The Qwen still wins for pure text agents that need 262K context. Gemma 4’s sliding window architecture doesn’t let you push as far without quality degradation. Pick by use case:
- Vision + tool calling + ≤128K → Gemma 4 (this app)
- Text + tool calling + 262K → Qwen 3.6 35B-A3B MTP
Why it works
Three things compound, mostly the same as the Qwen story:
MoE-A4B routing. Gemma 4 26B-A4B has 26 billion total parameters, 3.8 billion active per token. Per-token compute is closer to a dense 4B model. The 26B is just a parameter library the router pulls from.

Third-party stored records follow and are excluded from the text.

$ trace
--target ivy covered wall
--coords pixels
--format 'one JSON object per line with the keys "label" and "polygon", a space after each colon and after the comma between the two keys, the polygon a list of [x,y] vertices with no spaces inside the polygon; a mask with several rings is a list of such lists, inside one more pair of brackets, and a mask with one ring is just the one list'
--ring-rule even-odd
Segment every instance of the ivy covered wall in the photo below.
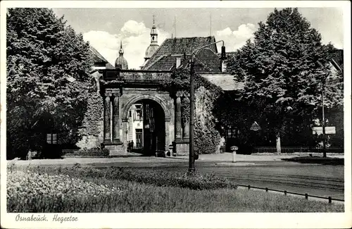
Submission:
{"label": "ivy covered wall", "polygon": [[79,133],[81,140],[76,145],[81,149],[93,149],[103,142],[103,104],[101,95],[96,91],[90,92],[87,101],[87,110]]}
{"label": "ivy covered wall", "polygon": [[[180,90],[189,91],[189,69],[177,69],[170,80],[165,80],[163,86],[171,94],[176,94]],[[213,110],[217,99],[223,92],[198,74],[194,75],[194,88],[195,150],[202,154],[219,152],[220,133],[215,123]],[[187,123],[189,119],[189,99],[182,99],[182,123]]]}

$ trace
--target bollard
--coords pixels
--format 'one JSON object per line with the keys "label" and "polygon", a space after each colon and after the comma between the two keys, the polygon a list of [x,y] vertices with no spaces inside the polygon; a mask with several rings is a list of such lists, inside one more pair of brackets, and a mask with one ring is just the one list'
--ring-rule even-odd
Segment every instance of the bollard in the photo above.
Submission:
{"label": "bollard", "polygon": [[232,163],[236,162],[236,151],[239,149],[239,147],[232,146],[231,147],[231,150],[232,151]]}

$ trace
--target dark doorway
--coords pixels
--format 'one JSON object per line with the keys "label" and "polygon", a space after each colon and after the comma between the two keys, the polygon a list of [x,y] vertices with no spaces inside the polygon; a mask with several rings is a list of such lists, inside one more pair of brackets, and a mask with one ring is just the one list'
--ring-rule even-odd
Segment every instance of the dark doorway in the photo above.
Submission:
{"label": "dark doorway", "polygon": [[143,148],[143,130],[136,129],[136,148]]}
{"label": "dark doorway", "polygon": [[165,151],[165,113],[157,102],[142,100],[143,104],[143,142],[146,155],[156,155],[157,151]]}

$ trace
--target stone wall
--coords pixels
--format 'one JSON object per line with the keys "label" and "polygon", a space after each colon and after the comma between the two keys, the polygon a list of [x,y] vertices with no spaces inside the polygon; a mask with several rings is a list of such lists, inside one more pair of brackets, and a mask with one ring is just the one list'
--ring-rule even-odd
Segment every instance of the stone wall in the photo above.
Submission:
{"label": "stone wall", "polygon": [[82,139],[76,145],[81,149],[93,149],[103,142],[103,99],[96,92],[89,92],[87,111],[83,119],[82,126],[79,129]]}

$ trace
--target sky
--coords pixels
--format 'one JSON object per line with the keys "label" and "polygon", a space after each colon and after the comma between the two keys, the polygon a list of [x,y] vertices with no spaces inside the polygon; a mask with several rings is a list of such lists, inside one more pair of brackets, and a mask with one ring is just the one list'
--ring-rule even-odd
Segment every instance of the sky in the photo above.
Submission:
{"label": "sky", "polygon": [[[158,28],[159,45],[172,37],[207,37],[211,34],[217,41],[224,40],[227,51],[233,51],[253,37],[258,23],[265,22],[274,8],[56,8],[53,10],[58,16],[64,16],[67,23],[77,32],[82,33],[83,39],[89,41],[113,66],[122,40],[129,68],[139,69],[150,44],[153,15]],[[331,42],[335,47],[343,49],[341,8],[298,8],[298,11],[321,34],[323,44]]]}

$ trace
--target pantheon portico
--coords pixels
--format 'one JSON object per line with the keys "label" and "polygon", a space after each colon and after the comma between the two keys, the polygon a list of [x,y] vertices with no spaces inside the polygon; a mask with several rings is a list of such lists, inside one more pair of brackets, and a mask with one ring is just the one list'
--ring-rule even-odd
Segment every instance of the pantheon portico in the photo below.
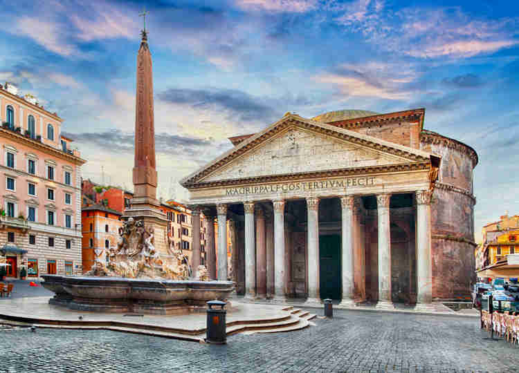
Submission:
{"label": "pantheon portico", "polygon": [[[423,149],[424,114],[286,113],[262,132],[231,137],[234,148],[181,181],[193,237],[199,211],[217,220],[218,247],[233,238],[232,278],[248,298],[370,300],[381,308],[448,298],[433,294],[431,203],[442,155]],[[210,275],[225,280],[227,252],[216,258],[211,225]]]}

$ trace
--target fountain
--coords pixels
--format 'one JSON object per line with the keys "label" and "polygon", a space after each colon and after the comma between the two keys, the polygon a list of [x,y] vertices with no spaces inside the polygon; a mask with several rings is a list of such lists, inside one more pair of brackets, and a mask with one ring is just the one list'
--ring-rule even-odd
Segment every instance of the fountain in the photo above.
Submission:
{"label": "fountain", "polygon": [[84,276],[42,275],[43,286],[55,293],[51,304],[84,311],[170,314],[205,309],[206,302],[225,300],[235,288],[230,281],[208,280],[203,266],[192,274],[181,250],[165,243],[168,222],[156,200],[152,56],[145,29],[137,55],[135,124],[134,198],[122,216],[117,247],[105,253],[105,262],[99,258],[102,249],[96,249],[94,265]]}

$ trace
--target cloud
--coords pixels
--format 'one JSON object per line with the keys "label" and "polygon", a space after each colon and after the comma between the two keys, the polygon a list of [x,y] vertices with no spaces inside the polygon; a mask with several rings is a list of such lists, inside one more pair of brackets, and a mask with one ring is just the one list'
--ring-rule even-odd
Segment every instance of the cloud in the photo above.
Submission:
{"label": "cloud", "polygon": [[483,82],[477,75],[474,74],[465,74],[457,75],[453,78],[444,78],[441,82],[446,85],[455,88],[467,88],[479,87],[483,85]]}
{"label": "cloud", "polygon": [[237,0],[236,5],[248,10],[304,13],[315,9],[317,0]]}

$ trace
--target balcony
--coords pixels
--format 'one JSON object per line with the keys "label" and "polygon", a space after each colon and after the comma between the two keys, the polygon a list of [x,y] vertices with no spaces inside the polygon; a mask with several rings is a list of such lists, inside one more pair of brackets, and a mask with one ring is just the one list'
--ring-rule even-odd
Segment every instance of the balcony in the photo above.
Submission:
{"label": "balcony", "polygon": [[26,233],[29,229],[29,223],[25,219],[0,216],[0,229],[5,229],[8,227],[21,229],[24,233]]}

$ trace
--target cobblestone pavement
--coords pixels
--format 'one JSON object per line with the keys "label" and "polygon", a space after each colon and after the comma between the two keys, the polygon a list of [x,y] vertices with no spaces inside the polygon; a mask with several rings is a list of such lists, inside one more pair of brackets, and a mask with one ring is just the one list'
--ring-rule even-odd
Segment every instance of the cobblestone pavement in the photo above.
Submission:
{"label": "cobblestone pavement", "polygon": [[517,372],[479,320],[336,310],[304,330],[210,345],[110,331],[0,329],[0,372]]}

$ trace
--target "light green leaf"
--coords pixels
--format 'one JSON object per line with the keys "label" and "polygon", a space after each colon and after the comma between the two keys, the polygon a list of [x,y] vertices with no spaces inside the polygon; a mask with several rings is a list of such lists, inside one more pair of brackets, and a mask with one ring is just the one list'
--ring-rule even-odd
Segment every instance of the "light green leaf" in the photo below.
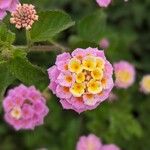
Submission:
{"label": "light green leaf", "polygon": [[39,14],[39,20],[31,30],[33,42],[48,41],[56,34],[74,25],[71,17],[62,11],[46,11]]}
{"label": "light green leaf", "polygon": [[98,43],[104,31],[105,23],[105,13],[96,11],[79,22],[78,35],[84,40]]}
{"label": "light green leaf", "polygon": [[27,59],[16,57],[9,61],[10,72],[21,82],[35,85],[43,90],[48,86],[47,74],[38,66],[31,64]]}

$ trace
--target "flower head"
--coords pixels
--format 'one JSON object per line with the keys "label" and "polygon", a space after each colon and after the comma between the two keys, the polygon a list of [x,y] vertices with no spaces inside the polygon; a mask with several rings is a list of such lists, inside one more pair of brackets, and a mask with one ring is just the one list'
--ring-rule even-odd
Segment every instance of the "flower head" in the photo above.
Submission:
{"label": "flower head", "polygon": [[18,4],[15,11],[11,13],[10,22],[16,25],[16,28],[31,29],[33,23],[38,20],[38,15],[32,4]]}
{"label": "flower head", "polygon": [[114,64],[115,85],[119,88],[128,88],[135,81],[135,68],[127,61],[120,61]]}
{"label": "flower head", "polygon": [[34,129],[43,124],[48,113],[45,99],[35,87],[20,85],[9,91],[3,100],[5,120],[16,130]]}
{"label": "flower head", "polygon": [[81,136],[76,145],[76,150],[120,150],[115,144],[102,144],[101,139],[94,134]]}
{"label": "flower head", "polygon": [[57,56],[48,69],[49,88],[65,109],[78,113],[96,108],[106,100],[113,88],[112,65],[104,52],[96,48],[77,48],[70,55]]}
{"label": "flower head", "polygon": [[3,20],[7,11],[14,11],[18,3],[19,0],[0,0],[0,20]]}
{"label": "flower head", "polygon": [[150,94],[150,74],[145,75],[140,82],[140,89],[145,94]]}
{"label": "flower head", "polygon": [[112,0],[96,0],[100,7],[108,7]]}

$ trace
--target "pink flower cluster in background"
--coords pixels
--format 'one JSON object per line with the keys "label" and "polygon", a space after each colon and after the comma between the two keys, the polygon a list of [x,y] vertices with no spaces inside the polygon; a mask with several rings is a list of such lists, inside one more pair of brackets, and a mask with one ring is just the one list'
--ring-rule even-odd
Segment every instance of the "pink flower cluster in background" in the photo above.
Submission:
{"label": "pink flower cluster in background", "polygon": [[108,7],[112,0],[96,0],[100,7]]}
{"label": "pink flower cluster in background", "polygon": [[76,150],[120,150],[114,144],[102,144],[101,140],[94,134],[81,136],[77,142]]}
{"label": "pink flower cluster in background", "polygon": [[150,94],[150,74],[143,76],[140,82],[140,90],[145,94]]}
{"label": "pink flower cluster in background", "polygon": [[120,61],[114,64],[115,86],[118,88],[128,88],[135,81],[135,68],[127,61]]}
{"label": "pink flower cluster in background", "polygon": [[109,47],[109,40],[107,38],[102,38],[100,40],[100,43],[99,43],[99,46],[102,48],[102,49],[107,49]]}
{"label": "pink flower cluster in background", "polygon": [[16,130],[42,125],[48,114],[45,99],[34,86],[20,85],[11,89],[3,100],[5,120]]}
{"label": "pink flower cluster in background", "polygon": [[0,0],[0,20],[6,16],[7,11],[14,11],[18,3],[19,0]]}
{"label": "pink flower cluster in background", "polygon": [[64,109],[78,113],[96,108],[113,88],[113,68],[104,52],[97,48],[77,48],[57,56],[48,69],[49,88]]}
{"label": "pink flower cluster in background", "polygon": [[38,20],[37,12],[32,4],[18,4],[14,12],[11,13],[10,22],[16,28],[31,29],[33,23]]}

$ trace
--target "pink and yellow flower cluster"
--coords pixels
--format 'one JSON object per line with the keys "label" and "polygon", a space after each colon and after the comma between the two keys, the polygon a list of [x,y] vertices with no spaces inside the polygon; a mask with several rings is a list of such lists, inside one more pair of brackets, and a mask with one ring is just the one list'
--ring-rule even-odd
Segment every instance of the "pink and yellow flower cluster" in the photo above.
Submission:
{"label": "pink and yellow flower cluster", "polygon": [[97,48],[77,48],[57,56],[48,69],[49,88],[65,109],[78,113],[96,108],[113,88],[113,68]]}
{"label": "pink and yellow flower cluster", "polygon": [[16,130],[42,125],[48,114],[45,99],[34,86],[20,85],[11,89],[3,100],[5,120]]}
{"label": "pink and yellow flower cluster", "polygon": [[0,20],[7,15],[7,11],[14,11],[18,3],[19,0],[0,0]]}
{"label": "pink and yellow flower cluster", "polygon": [[76,150],[120,150],[115,144],[102,144],[100,138],[94,134],[81,136],[77,142]]}

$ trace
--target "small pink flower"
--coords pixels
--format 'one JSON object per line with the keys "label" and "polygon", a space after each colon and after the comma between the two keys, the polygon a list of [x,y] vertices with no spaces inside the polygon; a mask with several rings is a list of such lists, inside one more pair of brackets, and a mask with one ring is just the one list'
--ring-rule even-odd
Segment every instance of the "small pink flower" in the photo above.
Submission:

MTP at 86% acceptance. n_spec=3 means we draft 3 tokens per decode step. At 86.4% accept, expected tokens-per-step is roughly 1 + 0.864×3 ≈ 3.6. Roughly 3.6× more tokens-per-decode-step than no-spec.
Official drafter quality. The google/gemma-4-26B-A4B-it-assistant head was trained jointly with the target during Google’s pretraining. That’s why it hits 86% on the first try — it’s not a separate model trying to imitate the target, it’s literally the next-token heads from the target’s own training. Same trick Qwen 3.6 uses with its -MTP variant. When the drafter and target are co-trained, acceptance shoots up.

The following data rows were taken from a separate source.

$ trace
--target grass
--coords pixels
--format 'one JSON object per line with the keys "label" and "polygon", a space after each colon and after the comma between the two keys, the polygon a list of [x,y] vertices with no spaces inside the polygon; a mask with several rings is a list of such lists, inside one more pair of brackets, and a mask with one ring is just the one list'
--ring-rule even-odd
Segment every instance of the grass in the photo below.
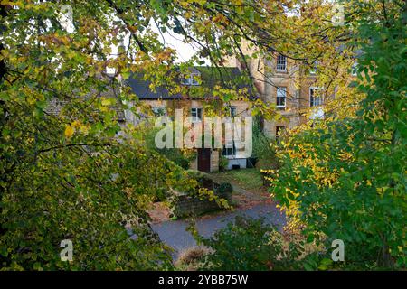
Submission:
{"label": "grass", "polygon": [[222,182],[236,182],[241,188],[249,191],[258,191],[263,186],[261,173],[256,168],[232,170],[211,174]]}

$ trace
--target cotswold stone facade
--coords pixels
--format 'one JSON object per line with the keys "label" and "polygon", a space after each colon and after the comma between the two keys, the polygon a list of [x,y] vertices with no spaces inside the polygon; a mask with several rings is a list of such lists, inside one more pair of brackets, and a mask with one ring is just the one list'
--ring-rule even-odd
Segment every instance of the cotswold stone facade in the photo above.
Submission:
{"label": "cotswold stone facade", "polygon": [[[242,43],[241,51],[245,55],[252,55],[254,52],[246,43]],[[307,119],[301,116],[301,110],[319,103],[310,101],[313,93],[310,89],[314,88],[316,83],[313,71],[305,70],[296,61],[283,55],[270,54],[271,61],[266,61],[264,58],[247,60],[247,67],[243,67],[237,58],[229,59],[228,65],[241,70],[247,68],[261,99],[276,107],[281,115],[279,119],[262,121],[265,135],[276,138],[286,127],[292,128],[306,122]]]}

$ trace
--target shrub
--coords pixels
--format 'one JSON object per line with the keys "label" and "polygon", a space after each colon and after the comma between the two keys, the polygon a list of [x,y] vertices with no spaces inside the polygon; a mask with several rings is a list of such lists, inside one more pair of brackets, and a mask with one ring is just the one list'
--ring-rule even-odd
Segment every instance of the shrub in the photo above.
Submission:
{"label": "shrub", "polygon": [[221,158],[219,159],[219,171],[221,171],[221,172],[226,171],[228,164],[229,164],[229,160],[226,157],[224,157],[223,155],[221,155]]}
{"label": "shrub", "polygon": [[189,247],[180,253],[175,261],[175,267],[183,271],[196,271],[202,266],[205,256],[210,253],[211,250],[206,247]]}

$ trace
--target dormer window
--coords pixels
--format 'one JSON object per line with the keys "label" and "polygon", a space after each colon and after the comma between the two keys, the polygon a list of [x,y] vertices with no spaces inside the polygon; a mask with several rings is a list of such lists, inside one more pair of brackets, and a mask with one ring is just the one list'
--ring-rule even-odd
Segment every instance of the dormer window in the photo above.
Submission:
{"label": "dormer window", "polygon": [[200,77],[199,73],[190,73],[183,77],[182,83],[184,85],[199,85]]}
{"label": "dormer window", "polygon": [[351,74],[352,74],[352,76],[357,75],[357,61],[355,61],[354,64],[352,64]]}
{"label": "dormer window", "polygon": [[309,69],[309,74],[316,75],[317,74],[317,67],[318,66],[318,61],[315,61],[314,65]]}

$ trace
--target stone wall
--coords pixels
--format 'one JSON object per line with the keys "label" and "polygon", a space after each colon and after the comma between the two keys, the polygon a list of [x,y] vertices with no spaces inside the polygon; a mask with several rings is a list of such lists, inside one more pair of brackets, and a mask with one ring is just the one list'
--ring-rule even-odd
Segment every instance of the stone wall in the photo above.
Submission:
{"label": "stone wall", "polygon": [[[232,192],[216,193],[216,195],[225,199],[228,202],[232,200]],[[214,200],[200,200],[198,197],[191,197],[186,194],[180,194],[177,198],[178,200],[173,208],[173,213],[176,217],[202,215],[221,209]]]}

The catch: this requires the model team to ship an MTP head with the model. Google did. Alibaba did. Most others haven’t yet. When they do, watch for the same 200+ t/s pattern.
What I shipped
vllmgemma426ba4bvisionone v1.0.4 → v1.0.5 on my Olares market source.
- Image:
vllm/vllm-openai:v0.21.0-cu129 - Target:
cyankiwi/gemma-4-26B-A4B-it-AWQ-4bit - Drafter:
google/gemma-4-26B-A4B-it-assistant - Context: 131072 (128K native)
--attention-backend triton_attn,--kv-cache-dtype fp8,--gpu-memory-utilization 0.94--enable-prefix-caching,--limit-mm-per-prompt '{"image":1}'--enable-auto-tool-choice --tool-call-parser gemma4preserved--speculative-config '{"model":"google/gemma-4-26B-A4B-it-assistant","method":"gemma4_mtp","num_speculative_tokens":3}'
Pull from https://orales-one-market.aamsellem.workers.dev if you have Olares One and want to try it.
Coda
I’m cataloging these wins as they come because I think the pattern matters: hardware is fixed, software keeps eating the throughput problem. Same RTX 5090M mobile chip. Same model file on disk. April baseline 135 t/s. May baseline 250 t/s. +85% from upstream changes I didn’t write.
The thing is, the merges that bought us this — vLLM #41745 (Gemma4 MTP), llama.cpp #22673 (MTP support), llama.cpp #23287 (CUDA backend sampling), the fact that Google and Alibaba both shipped co-trained MTP drafters — none of these were specifically about consumer Blackwell mobile. They just happened to land on this hardware too. The community of upstream contributors did the work. I just have to keep redeploying.
Next watch: when Gemma 5 lands with co-trained MTP heads from day one, and when vLLM gets even tighter on hybrid attention KV management, this number goes up again. Probably 280+ before summer.